Tiara berjalan gontai ke dapur dimana anak-anak sudah menunggu. Tiara menarik kursi yang biasa ia tempati. Mengambil nasi dan lauk untuk Anggrek dan Lily. Baru mengambil makanan untuk dirinya sendiri. Tiara dapat melihat tanda tanya di wajah kedua putrinya melihat ia datang sendiri ke dapur. Tidak ada Rian yang menyusul.
“Ayah belum bangun Bu?” Anggrek melongokan kepalanya. Berharap melihat Rian turun dari sudut tangga yang masih terlihat dari dapur.
“Kok Ayah nggak makan sama kita?” Lily ikut bertanya dengan suara yang menggemaskan. Tiara bingung harus menjawab apa. Dia masih terdiam.

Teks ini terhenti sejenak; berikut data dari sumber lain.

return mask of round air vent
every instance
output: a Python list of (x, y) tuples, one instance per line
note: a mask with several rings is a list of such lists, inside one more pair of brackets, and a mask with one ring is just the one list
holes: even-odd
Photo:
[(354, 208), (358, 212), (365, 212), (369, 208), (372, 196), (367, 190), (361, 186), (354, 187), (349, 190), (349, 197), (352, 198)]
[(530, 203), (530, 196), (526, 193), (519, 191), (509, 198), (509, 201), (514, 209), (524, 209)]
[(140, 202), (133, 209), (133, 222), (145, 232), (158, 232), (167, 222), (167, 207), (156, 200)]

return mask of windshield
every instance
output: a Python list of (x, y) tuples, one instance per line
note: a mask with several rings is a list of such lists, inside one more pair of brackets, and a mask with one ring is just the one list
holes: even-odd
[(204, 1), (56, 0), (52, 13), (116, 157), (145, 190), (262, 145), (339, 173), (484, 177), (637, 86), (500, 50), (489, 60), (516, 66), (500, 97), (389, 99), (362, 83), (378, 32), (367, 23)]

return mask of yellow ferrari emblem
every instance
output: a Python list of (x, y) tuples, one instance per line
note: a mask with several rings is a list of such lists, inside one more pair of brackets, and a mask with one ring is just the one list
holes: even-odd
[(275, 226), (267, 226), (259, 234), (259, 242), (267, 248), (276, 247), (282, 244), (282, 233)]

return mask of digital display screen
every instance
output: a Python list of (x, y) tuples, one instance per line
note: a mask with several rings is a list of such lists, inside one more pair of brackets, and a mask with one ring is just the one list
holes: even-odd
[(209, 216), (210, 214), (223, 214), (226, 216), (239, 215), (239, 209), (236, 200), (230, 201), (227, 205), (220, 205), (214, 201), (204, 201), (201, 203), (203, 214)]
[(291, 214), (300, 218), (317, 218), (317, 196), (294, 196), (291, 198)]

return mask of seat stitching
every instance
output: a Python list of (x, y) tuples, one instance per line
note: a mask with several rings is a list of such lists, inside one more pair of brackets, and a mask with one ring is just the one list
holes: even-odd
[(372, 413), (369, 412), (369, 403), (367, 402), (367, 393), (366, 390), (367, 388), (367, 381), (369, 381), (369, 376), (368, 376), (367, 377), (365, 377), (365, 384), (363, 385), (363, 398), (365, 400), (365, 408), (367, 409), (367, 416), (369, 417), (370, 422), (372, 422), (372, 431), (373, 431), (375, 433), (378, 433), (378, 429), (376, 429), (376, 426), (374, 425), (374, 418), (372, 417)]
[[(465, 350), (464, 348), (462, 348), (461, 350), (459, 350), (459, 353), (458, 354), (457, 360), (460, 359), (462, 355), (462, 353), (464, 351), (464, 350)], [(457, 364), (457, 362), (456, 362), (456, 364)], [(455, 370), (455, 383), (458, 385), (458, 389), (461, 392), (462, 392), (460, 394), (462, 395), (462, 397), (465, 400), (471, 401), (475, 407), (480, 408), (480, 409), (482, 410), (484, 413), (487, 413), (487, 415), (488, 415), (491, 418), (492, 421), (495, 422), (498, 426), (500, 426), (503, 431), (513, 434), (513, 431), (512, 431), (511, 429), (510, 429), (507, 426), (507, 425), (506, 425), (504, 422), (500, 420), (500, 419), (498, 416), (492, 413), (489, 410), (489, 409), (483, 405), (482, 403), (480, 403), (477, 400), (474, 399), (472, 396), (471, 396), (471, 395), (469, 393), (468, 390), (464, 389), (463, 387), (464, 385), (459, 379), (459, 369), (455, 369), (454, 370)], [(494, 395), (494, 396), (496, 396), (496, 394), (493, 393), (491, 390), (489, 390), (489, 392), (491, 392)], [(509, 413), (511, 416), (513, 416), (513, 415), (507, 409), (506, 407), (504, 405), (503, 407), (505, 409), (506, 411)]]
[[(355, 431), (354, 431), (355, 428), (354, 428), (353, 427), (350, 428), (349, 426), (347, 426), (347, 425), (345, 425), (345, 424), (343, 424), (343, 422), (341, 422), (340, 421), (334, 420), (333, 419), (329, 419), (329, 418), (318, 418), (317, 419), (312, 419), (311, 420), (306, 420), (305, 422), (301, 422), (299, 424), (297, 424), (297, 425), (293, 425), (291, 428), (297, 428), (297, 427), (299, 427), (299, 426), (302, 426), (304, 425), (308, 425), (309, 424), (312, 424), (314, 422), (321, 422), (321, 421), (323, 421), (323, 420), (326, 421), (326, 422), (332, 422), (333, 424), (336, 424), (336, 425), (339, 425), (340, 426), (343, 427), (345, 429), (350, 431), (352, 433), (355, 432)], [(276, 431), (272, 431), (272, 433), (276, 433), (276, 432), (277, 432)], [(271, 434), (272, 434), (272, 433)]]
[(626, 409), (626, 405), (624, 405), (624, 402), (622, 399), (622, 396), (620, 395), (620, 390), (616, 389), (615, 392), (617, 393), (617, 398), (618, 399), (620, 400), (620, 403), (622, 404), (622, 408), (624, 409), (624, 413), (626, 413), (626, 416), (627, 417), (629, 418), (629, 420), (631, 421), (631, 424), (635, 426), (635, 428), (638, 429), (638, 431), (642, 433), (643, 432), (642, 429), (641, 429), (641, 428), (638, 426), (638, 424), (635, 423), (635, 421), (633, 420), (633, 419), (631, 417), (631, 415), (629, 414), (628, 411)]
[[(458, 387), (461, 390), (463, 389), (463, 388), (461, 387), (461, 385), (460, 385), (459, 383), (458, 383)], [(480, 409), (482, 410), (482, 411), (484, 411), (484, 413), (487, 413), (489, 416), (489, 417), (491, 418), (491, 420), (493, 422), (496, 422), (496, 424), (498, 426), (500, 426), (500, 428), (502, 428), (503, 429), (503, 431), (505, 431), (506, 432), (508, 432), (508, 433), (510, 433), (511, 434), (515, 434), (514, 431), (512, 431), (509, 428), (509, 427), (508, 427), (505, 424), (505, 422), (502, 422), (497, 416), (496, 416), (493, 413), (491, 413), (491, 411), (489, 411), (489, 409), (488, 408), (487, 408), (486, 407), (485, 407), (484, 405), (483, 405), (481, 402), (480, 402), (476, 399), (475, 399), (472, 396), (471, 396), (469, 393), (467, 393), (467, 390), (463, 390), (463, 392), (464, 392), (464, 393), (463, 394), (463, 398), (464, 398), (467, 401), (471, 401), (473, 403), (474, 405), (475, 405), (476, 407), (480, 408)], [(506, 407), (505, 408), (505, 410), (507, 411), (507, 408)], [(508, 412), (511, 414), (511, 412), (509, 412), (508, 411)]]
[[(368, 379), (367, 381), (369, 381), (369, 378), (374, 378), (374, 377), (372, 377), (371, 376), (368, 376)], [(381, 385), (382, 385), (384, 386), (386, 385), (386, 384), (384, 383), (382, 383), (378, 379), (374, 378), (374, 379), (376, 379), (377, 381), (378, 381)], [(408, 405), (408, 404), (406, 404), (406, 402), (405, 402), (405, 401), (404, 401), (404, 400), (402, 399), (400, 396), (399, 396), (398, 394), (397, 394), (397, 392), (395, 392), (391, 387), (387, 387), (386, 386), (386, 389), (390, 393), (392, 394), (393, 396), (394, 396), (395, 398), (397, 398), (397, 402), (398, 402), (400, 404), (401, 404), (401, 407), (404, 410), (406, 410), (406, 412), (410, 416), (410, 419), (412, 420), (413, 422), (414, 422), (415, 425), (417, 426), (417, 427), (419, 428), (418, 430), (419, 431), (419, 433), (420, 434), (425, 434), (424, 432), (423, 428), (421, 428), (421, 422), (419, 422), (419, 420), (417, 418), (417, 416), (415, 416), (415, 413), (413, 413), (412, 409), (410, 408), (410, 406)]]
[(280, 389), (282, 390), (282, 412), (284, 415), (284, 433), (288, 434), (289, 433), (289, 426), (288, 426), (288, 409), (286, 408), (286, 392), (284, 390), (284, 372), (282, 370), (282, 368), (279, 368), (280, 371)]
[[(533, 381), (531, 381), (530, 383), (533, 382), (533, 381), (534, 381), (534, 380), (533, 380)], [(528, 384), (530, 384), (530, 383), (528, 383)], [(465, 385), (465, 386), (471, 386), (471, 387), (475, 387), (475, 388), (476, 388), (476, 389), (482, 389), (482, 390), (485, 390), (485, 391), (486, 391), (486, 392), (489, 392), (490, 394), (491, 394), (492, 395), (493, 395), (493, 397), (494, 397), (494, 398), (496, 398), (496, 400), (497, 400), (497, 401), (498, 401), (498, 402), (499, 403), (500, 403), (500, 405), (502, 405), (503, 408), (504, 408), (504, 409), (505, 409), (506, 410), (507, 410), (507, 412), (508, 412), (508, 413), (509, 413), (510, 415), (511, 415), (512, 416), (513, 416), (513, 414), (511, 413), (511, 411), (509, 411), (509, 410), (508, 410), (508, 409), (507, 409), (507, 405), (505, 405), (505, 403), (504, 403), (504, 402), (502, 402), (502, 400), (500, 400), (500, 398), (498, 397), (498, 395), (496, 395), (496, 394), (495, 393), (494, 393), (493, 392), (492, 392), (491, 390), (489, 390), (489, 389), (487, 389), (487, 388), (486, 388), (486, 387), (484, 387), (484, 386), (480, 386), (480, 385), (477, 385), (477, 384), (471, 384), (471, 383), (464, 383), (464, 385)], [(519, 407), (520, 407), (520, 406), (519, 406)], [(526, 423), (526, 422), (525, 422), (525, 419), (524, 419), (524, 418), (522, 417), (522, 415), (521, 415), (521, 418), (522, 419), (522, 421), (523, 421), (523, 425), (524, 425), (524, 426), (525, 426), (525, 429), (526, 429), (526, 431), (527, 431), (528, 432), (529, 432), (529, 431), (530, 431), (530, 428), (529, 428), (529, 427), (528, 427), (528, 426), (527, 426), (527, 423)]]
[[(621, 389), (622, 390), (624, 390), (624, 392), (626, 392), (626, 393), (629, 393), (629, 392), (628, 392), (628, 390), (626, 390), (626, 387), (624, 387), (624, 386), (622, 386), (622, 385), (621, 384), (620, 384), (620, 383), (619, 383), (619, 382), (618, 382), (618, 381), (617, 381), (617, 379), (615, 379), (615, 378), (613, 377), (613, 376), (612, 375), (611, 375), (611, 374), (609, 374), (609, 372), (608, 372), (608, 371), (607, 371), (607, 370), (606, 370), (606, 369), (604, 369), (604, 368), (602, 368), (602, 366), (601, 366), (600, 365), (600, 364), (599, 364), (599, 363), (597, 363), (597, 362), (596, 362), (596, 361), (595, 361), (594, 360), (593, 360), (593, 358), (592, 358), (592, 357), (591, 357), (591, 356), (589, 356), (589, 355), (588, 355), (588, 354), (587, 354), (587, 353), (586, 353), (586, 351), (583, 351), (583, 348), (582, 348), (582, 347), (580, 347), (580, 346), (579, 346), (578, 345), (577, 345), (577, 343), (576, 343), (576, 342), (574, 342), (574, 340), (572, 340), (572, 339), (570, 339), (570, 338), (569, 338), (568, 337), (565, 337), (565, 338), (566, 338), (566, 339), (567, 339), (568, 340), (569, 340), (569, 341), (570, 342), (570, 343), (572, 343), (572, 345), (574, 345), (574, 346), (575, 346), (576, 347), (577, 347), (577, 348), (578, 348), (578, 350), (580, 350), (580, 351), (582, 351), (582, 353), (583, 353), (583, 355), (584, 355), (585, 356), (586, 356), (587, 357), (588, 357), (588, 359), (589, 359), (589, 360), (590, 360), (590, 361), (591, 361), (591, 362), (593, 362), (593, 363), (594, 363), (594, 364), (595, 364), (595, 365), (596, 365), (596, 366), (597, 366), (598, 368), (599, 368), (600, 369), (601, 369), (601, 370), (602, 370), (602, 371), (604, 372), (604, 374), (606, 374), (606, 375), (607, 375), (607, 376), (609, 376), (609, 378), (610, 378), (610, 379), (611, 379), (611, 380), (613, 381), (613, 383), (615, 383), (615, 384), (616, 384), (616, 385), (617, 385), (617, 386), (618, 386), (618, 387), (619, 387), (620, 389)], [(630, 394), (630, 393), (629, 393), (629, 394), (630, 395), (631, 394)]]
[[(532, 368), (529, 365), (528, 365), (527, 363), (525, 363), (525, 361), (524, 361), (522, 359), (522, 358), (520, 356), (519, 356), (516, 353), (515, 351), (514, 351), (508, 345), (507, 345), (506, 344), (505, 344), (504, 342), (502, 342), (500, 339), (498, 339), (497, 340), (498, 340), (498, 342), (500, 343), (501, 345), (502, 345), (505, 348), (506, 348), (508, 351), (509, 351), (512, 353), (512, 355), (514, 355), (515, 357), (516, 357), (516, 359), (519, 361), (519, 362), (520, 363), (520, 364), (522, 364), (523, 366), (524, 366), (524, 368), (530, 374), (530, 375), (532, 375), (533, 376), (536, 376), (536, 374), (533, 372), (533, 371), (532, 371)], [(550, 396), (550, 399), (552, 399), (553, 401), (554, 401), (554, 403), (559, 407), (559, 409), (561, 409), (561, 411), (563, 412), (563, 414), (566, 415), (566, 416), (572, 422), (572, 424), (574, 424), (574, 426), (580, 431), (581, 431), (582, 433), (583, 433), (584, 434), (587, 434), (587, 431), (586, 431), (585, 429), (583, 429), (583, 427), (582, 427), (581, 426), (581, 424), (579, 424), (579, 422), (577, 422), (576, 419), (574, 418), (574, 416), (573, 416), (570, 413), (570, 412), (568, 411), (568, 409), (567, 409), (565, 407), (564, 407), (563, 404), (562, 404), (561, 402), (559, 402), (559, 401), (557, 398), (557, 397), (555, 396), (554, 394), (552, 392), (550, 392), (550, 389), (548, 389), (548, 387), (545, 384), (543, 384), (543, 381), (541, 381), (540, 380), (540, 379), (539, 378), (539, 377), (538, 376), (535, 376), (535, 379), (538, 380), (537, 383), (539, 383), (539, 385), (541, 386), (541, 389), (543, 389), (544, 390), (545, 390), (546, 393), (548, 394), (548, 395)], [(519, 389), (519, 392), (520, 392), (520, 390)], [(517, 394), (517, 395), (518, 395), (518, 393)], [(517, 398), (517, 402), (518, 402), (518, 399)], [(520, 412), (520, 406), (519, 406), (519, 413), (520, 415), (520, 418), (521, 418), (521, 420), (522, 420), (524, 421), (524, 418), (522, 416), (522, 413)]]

Memikirkan alasan kenapa Rian melewatkan sarapan bersama mereka.
“Ayah belum pulang. Tadi malam baru telepon kalau harus pergi keluar kota untuk menemani bosnya.”
“Yaaah,” seru Lily kecewa.
Hari itu bergulir cepat. Langit cerah berubah gelap. Tiara hendak bertanya pada Rian saat ia pulang ke rumah. Namun sama seperti hari sebelumnya, Rian tidak pulang hingga tengah malam. Tiara baru melihat keberadaan suaminya saat bangun hendak salat subuh. Rian juga tidak mau lagi salat berjamaah dengan keluarga kecilnya.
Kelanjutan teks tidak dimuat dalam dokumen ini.